As for the notion that shooting percentages have declined, this is true. However, to blame it on a decline in skill is extremely misleading. If you look at shooting percentages from 1987-2012 (i.e. after the introduction of the three point shot), this is the result:

3174

So you see the percentage decline in the '80s and early '00s. Here's the thing though--the overwhelming majority of the change is caused by a shift from two pointers to three pointers as coaches figured out what a weapon the three is and used it more frequently, hence you also see a decline in three point shooting percentage. For the last couple of decades, practically no move at all (you can see where the line moved out in 2008-09), but again, that dip can hardly be blamed on a decline in skill. Final argument that shooting skill hasn't much moved: The free throw is the most constant element in all of basketball, essentially unchanged for decades. Last year was 69.1% across college basketball. The all-time record? 69.7%. If shooters had really gotten so much worse, why aren't they any worse at the free throw line?

NSDukeFan
02-10-2013, 09:51 PM
To be fair, we're the only member of the top 5 that didn't play a road game against a KenPom top 100 team this week (BC was #128 before tonight). And also, NC State isn't remotely the same team without Lorenzo Brown. So the schedule certainly worked in our favor this week, relative to the rest of the top teams.

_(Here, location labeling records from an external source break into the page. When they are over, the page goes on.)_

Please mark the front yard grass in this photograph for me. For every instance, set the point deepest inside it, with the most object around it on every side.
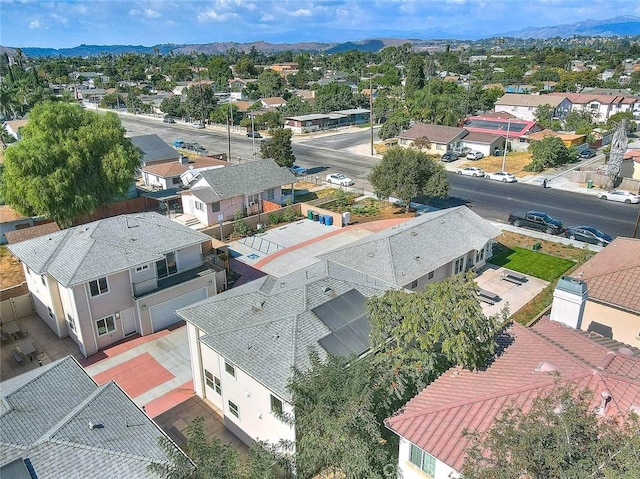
(540, 265)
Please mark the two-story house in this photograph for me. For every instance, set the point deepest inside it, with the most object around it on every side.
(102, 281)
(218, 194)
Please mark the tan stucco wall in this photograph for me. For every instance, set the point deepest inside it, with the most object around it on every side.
(625, 326)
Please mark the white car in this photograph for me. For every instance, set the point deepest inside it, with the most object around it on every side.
(475, 155)
(503, 176)
(339, 179)
(623, 196)
(471, 171)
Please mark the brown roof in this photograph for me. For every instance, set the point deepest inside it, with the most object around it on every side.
(612, 274)
(173, 168)
(435, 133)
(435, 419)
(32, 232)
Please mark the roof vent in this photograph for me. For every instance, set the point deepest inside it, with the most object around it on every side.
(545, 367)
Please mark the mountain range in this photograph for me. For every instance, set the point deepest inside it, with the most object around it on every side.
(618, 26)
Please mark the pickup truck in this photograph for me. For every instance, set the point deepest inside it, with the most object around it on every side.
(537, 221)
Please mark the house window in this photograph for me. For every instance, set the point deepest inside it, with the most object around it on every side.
(425, 461)
(98, 287)
(276, 405)
(106, 325)
(167, 266)
(233, 409)
(270, 194)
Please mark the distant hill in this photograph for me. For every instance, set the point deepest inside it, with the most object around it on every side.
(622, 26)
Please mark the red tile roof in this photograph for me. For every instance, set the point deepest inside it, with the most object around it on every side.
(435, 419)
(612, 274)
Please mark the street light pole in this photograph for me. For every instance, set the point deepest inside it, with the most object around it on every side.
(504, 153)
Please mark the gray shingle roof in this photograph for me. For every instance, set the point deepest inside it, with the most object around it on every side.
(45, 419)
(86, 252)
(266, 327)
(409, 251)
(243, 179)
(154, 149)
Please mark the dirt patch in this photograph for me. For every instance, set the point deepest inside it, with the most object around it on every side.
(11, 272)
(514, 163)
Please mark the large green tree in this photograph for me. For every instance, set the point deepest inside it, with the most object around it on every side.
(419, 335)
(278, 147)
(407, 173)
(69, 162)
(559, 437)
(337, 431)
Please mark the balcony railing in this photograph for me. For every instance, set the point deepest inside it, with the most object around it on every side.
(208, 265)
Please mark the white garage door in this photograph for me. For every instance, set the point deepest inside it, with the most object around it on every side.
(162, 315)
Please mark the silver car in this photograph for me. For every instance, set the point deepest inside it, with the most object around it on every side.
(623, 196)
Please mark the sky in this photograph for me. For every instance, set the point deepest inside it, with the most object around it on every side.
(69, 23)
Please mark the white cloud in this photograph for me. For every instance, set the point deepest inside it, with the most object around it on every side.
(302, 12)
(210, 15)
(149, 13)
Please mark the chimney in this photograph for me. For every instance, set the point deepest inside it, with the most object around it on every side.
(569, 299)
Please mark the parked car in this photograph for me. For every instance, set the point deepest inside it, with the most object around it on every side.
(536, 220)
(503, 176)
(339, 179)
(587, 234)
(298, 170)
(449, 156)
(588, 153)
(623, 196)
(471, 171)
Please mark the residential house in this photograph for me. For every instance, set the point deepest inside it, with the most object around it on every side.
(57, 423)
(601, 106)
(175, 174)
(612, 306)
(244, 187)
(154, 149)
(245, 341)
(528, 364)
(440, 138)
(524, 106)
(102, 281)
(12, 127)
(272, 102)
(425, 249)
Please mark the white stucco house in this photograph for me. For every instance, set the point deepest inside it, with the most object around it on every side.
(240, 187)
(105, 280)
(245, 341)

To also be fair, Duke has played a tougher schedule this year than those top 5 teams who don't have as good a record as Duke does.

throatybeard
02-11-2013, 12:38 AM
I appreciate the SABR-esque posts here.

I too, hate how physical the game has gotten in the last two decades. But I wonder also how much of this has to do with pace. There was an illuminating article in SI recently looking at the 1990 season (LMU-LSU being the celebrated example) that argued that a lot of the offensive "problem" lately was pace. Despite the shot clock getting shorter in the 1994 season.

This is completely uniformed, but I'm gonna throw it out there. As the 3 has become more and more important, it has become more and more important to get the best look from 3. So offenses spend more and more of the 35-second clock playing catch and looking for the best look from 3. Which has slowed pace.